# The index

**Prerequisites**

- [Introduction to pandas](03_pandas_intro.ipynb)  
- [Core pandas](04_core_pandas.ipynb)


**Outcomes**

- Understand how the index is used to align data  
- Know how to set and reset the index  
- Understand how to select subsets of data by slicing on index and columns  
- Understand that for DataFrames, the column names also align data  

In [1]:
import pandas as pd
import numpy as np

## So what is this index?

Every Series or DataFrame has an index

We told you that the index was the “row labels” for the data

This is true, but an index in pandas does much more than label the rows

The purpose of this lecture is to understand the importance of the index

The [pandas
documentation](https://pandas.pydata.org/pandas-docs/stable/dsintro.html)
says

> Data alignment is intrinsic.
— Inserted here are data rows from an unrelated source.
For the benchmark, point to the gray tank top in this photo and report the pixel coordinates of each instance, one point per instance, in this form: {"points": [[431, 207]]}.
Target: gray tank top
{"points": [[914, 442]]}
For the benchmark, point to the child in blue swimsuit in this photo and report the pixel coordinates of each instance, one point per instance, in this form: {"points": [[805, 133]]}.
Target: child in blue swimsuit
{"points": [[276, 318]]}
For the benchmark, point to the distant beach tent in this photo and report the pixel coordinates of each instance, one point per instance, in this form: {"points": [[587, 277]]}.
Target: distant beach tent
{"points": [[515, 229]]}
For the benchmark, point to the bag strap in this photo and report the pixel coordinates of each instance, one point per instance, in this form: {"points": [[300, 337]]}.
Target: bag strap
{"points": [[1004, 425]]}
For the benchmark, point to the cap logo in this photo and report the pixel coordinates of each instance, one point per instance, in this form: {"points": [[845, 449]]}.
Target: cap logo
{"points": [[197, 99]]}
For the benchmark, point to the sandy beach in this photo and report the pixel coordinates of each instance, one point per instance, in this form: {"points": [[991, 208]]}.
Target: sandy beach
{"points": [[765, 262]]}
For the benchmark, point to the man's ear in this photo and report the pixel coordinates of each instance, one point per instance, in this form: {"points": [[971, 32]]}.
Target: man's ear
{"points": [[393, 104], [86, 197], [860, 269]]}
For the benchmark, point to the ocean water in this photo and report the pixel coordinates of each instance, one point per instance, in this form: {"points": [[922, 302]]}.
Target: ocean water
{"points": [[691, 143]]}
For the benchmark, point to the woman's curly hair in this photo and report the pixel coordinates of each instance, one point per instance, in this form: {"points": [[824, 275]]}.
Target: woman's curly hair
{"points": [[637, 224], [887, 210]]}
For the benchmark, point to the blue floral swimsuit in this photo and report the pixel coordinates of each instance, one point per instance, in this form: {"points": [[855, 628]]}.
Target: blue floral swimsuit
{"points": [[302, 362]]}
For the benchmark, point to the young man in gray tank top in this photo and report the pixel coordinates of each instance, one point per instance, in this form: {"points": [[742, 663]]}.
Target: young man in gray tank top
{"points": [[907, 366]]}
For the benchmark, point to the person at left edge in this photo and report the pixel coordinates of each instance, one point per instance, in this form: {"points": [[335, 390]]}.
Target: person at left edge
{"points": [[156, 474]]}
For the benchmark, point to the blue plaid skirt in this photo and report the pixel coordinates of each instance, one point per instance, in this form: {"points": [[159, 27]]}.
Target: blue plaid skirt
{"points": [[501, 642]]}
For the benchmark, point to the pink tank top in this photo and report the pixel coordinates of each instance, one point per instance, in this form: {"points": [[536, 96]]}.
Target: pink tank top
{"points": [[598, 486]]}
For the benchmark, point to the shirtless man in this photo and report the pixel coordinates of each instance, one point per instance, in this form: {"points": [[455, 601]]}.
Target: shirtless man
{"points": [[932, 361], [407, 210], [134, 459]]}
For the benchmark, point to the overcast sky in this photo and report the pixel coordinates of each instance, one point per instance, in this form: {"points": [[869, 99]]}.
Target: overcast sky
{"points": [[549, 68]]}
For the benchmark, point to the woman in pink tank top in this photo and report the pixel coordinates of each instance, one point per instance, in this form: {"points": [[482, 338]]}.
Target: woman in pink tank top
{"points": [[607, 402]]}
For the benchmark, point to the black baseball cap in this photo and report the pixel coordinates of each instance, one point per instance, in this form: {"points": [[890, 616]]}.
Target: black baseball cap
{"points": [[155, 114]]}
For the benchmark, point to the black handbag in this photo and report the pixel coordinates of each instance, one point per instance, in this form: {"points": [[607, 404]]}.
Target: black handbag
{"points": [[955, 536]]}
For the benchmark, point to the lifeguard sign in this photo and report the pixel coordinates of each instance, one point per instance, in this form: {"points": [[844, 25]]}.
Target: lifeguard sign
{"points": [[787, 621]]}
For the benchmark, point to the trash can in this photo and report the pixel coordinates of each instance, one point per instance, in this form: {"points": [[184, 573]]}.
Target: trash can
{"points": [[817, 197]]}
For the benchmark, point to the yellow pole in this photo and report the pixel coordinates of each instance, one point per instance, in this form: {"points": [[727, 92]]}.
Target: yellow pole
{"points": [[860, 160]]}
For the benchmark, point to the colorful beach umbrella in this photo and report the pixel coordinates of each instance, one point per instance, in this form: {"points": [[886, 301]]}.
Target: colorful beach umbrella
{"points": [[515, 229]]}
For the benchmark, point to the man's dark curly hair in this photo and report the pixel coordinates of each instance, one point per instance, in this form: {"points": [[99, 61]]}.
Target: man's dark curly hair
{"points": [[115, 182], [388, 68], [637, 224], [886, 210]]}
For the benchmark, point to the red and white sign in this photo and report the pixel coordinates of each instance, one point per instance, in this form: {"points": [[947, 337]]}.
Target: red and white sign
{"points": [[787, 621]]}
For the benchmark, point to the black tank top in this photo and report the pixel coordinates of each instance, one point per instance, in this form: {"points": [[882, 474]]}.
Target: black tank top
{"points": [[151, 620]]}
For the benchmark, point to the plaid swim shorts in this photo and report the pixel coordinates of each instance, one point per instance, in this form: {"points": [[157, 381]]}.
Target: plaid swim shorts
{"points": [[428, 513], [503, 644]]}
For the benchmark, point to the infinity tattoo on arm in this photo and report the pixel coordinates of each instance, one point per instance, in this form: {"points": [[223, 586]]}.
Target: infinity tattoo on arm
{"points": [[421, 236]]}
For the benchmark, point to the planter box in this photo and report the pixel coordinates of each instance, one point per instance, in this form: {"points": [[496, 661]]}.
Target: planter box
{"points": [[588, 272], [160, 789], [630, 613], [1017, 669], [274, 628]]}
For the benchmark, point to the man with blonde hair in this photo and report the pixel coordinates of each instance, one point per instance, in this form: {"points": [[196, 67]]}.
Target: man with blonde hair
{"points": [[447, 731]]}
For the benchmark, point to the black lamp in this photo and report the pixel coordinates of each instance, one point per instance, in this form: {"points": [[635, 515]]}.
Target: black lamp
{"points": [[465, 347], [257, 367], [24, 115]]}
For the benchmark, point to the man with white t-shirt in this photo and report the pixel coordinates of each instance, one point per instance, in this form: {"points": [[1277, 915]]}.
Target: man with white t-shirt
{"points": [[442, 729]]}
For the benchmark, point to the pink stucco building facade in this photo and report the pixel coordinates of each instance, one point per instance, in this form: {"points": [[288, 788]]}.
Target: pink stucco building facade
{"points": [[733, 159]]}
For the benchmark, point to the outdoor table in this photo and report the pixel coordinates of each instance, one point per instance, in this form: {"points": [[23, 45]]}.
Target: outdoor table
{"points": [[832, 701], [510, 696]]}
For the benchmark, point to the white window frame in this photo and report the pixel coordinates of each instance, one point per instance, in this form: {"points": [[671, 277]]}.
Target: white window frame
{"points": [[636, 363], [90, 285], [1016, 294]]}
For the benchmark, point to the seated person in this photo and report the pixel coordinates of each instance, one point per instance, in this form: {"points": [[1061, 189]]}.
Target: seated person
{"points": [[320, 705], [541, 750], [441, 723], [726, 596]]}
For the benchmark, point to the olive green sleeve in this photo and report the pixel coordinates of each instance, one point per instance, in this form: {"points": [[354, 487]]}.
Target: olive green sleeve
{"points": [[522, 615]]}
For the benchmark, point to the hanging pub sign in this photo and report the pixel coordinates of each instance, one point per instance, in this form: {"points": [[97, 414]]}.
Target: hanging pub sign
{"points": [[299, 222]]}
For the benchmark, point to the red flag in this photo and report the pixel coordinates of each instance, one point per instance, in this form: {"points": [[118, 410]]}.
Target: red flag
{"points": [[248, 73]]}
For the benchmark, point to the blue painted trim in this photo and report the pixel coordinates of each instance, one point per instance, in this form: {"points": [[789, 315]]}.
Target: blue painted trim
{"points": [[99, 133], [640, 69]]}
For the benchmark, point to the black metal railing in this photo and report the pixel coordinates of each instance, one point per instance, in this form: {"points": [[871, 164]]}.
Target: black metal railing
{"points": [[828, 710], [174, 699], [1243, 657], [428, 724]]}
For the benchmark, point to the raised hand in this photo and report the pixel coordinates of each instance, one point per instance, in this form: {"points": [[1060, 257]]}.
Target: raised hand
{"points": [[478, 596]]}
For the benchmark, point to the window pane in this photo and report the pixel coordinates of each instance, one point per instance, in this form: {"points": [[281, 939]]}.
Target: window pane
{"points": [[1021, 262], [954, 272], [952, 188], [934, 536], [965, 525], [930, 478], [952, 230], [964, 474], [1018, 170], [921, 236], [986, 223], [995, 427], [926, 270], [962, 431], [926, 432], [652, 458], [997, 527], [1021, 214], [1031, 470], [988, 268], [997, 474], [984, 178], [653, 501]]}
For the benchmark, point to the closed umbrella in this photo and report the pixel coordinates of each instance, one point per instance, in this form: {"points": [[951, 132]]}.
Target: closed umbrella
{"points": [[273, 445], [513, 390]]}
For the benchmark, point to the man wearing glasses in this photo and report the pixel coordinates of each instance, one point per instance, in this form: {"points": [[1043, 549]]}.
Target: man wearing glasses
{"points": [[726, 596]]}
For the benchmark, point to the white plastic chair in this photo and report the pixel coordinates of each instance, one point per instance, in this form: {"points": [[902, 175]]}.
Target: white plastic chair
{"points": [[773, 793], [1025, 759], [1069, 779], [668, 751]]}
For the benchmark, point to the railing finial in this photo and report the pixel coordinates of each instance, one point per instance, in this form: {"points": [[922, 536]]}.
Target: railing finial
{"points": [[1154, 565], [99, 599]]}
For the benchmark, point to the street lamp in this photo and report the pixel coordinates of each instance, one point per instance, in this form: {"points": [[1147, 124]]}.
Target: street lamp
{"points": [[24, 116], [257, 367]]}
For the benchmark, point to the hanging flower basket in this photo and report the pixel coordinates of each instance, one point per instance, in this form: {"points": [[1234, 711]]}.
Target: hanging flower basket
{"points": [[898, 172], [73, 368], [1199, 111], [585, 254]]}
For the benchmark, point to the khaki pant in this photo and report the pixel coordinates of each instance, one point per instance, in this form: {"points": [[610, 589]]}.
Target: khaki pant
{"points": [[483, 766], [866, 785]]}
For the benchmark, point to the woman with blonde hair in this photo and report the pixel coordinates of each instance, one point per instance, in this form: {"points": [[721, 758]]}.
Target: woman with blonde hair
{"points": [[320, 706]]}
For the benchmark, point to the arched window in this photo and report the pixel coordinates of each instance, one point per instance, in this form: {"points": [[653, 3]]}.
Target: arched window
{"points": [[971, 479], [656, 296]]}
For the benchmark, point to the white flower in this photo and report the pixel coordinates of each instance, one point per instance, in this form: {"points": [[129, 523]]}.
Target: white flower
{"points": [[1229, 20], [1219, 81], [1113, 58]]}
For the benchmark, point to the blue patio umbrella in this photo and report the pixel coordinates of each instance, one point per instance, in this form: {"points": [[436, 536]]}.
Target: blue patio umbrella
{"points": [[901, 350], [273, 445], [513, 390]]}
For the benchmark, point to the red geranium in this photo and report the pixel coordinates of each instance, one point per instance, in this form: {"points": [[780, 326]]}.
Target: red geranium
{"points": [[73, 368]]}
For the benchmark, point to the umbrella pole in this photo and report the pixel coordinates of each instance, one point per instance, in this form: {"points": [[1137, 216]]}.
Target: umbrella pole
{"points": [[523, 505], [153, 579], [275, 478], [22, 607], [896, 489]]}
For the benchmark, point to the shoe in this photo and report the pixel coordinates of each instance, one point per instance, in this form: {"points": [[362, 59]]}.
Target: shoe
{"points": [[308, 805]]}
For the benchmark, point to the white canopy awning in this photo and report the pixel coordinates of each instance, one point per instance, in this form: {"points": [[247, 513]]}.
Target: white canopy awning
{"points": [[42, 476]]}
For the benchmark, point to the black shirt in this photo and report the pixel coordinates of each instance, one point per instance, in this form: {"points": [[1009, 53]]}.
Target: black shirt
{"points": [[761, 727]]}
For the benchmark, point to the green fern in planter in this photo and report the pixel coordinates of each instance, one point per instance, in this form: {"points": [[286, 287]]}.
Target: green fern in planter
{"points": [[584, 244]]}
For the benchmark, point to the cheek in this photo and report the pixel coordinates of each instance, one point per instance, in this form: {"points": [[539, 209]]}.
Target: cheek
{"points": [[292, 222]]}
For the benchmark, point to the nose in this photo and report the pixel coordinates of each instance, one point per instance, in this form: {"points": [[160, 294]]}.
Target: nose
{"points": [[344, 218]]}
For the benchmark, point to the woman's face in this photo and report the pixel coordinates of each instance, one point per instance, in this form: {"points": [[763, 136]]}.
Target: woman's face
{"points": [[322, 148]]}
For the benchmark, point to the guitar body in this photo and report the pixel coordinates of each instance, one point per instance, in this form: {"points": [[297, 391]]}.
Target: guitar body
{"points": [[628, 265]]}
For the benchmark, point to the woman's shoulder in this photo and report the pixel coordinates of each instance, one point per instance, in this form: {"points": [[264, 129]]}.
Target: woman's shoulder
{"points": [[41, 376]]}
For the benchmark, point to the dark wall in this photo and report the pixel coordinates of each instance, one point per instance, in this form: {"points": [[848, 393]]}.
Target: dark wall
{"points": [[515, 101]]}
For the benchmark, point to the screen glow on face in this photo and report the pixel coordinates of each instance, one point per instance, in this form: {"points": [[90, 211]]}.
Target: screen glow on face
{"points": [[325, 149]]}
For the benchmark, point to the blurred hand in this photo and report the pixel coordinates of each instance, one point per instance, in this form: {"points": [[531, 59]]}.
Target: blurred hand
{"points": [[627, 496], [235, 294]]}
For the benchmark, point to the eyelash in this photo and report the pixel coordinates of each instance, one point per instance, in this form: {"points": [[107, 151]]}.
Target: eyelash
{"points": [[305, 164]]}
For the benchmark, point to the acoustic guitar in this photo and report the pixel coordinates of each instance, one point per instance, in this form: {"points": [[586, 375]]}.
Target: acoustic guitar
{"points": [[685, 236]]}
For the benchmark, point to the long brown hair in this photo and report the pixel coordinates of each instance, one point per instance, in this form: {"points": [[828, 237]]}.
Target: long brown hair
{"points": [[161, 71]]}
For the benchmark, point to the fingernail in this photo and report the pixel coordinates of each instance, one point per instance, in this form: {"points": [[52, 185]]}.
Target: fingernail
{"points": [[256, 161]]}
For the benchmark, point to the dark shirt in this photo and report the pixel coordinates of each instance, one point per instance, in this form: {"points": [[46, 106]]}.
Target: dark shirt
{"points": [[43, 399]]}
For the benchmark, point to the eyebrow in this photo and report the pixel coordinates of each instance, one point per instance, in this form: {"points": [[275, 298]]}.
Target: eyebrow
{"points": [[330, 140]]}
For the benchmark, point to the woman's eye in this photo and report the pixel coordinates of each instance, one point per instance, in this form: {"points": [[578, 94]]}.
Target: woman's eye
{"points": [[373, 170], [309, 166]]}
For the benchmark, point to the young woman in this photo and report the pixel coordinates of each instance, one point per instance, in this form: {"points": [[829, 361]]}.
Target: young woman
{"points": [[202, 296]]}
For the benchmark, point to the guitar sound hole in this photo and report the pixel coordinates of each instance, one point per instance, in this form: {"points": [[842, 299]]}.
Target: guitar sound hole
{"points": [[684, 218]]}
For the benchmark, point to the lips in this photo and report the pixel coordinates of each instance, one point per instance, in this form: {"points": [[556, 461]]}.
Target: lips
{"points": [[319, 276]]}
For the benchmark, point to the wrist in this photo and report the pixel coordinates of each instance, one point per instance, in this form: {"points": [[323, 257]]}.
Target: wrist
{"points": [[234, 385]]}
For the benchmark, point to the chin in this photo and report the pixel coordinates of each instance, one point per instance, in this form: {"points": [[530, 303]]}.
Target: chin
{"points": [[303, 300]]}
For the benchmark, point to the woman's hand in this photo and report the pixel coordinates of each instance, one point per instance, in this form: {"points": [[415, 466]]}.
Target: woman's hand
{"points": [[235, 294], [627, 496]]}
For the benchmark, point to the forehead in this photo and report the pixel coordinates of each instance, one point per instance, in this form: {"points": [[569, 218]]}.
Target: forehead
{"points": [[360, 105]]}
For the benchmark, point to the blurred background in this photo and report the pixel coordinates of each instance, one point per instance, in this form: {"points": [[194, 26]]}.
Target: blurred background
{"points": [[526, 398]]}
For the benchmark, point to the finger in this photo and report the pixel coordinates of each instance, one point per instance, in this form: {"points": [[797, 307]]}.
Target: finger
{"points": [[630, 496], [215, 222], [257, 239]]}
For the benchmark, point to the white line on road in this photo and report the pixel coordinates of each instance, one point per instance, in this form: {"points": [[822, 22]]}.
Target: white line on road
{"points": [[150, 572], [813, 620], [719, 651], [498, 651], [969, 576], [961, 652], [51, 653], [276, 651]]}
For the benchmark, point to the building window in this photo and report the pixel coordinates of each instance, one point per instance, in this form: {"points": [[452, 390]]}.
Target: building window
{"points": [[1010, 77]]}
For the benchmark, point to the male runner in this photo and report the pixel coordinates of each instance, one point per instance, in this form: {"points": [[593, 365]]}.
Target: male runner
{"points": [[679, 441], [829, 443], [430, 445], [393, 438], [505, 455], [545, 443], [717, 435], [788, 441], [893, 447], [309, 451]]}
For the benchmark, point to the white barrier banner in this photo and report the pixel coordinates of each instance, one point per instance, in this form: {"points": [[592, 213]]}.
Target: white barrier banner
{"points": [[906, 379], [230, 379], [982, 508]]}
The link between labels and data will
not be broken unless done so explicitly by you.


In practice what this means is that when operating on multiple
DataFrames, the index and column names are used to make sure the data is
properly aligned

This is a somewhat abstract concept that is best understood by
example…

Let’s begin by making an example DataFrame

In [2]:
d1 = {'one' : [1., 2., 3., 4.],
      'two' : [4., 3., 2., 1.]}
df1 = pd.DataFrame(d1, index=list("abcd"))
df1_copy = df1.copy()  # Creates a new dataframe with exactly same data
df1

Unnamed: 0,one,two
a,1.0,4.0
b,2.0,3.0
c,3.0,2.0
d,4.0,1.0


Observe what happens when we evaluate `df1 + df1_copy`

In [3]:
df1 + df1_copy

Unnamed: 0,one,two
a,2.0,8.0
b,4.0,6.0
c,6.0,4.0
d,8.0,2.0


Notice that this operated *elementwise*, meaning that the `+`
operation was applied to each element of `df1` and the corresponding
element of `df1_copy`

Let’s make another DataFrame, with a slightly different index…

In [4]:
d2 = {'one' : [100, 400, 200],
      'two' : [40., 10., 30],
      'three' : [-1, -2, -4],}
df2 = pd.DataFrame(d2, index=["a", "d", "b"])
df2

Unnamed: 0,one,two,three
a,100,40.0,-1
d,400,10.0,-2
b,200,30.0,-4


Notice a few things about the index and column names of our two
DataFrames:

- `df2` does not have a row labeled `c`  
- Rows `b` and `d` are not ordered the same in `df1` and `df2`  
- `df2` contains a column named `three` that `df1` does not have  


Let’s see what happens when we try to add `df1` and `df2`

In [5]:
df12 = df1 + df2
df12

Unnamed: 0,one,three,two
a,101.0,,44.0
b,202.0,,33.0
c,,,
d,404.0,,11.0


Whoa, a lot happened! Let’s break it down.

### Automatic alignment

For all (row, column) combinations that appear in both DataFrames (e.g.
rows [a, b, d] and columns [one, two]) the value of `df12` is equal to
`df1.loc[row, col] + df2.loc[row, col]`

This happened even though the rows and columns were not in the same
order

We refer to this as pandas *aligning* the data for us

To see how awesome this is, think about how to do something similar in
Excel:

- `df1` and `df2` would be in different sheets  
- The index and column names would be the first column and row in each
  sheet  
- We would have a third sheet to hold the sum  
- For each label in the first row and column of *either* the `df1`
  sheet or the `df2` sheet we would have to do a `IFELSE` to check
  if the label exists in the other sheet and then a `VLOOKUP` to
  extract the value  


In pandas this happens automatically, behind the scenes, and *very
quickly*

### Handling missing data

For all elements in row `c` or column `three`, the value in `df12`
is `NaN`

This is how pandas represents *missing data*

The reason pandas treats this row and column as missing is because it
only appeared in one of `df1` and `df2`

So, when trying to look up the values in `df1` and `df2`, it could
only find a value in one DataFrame: the other value was missing

When pandas tries to add a number to something that is missing, it says
that the result is missing (or `NaN`)

<blockquote>

**Check for understanding**

What happens when you apply the `mean` method to `df12`?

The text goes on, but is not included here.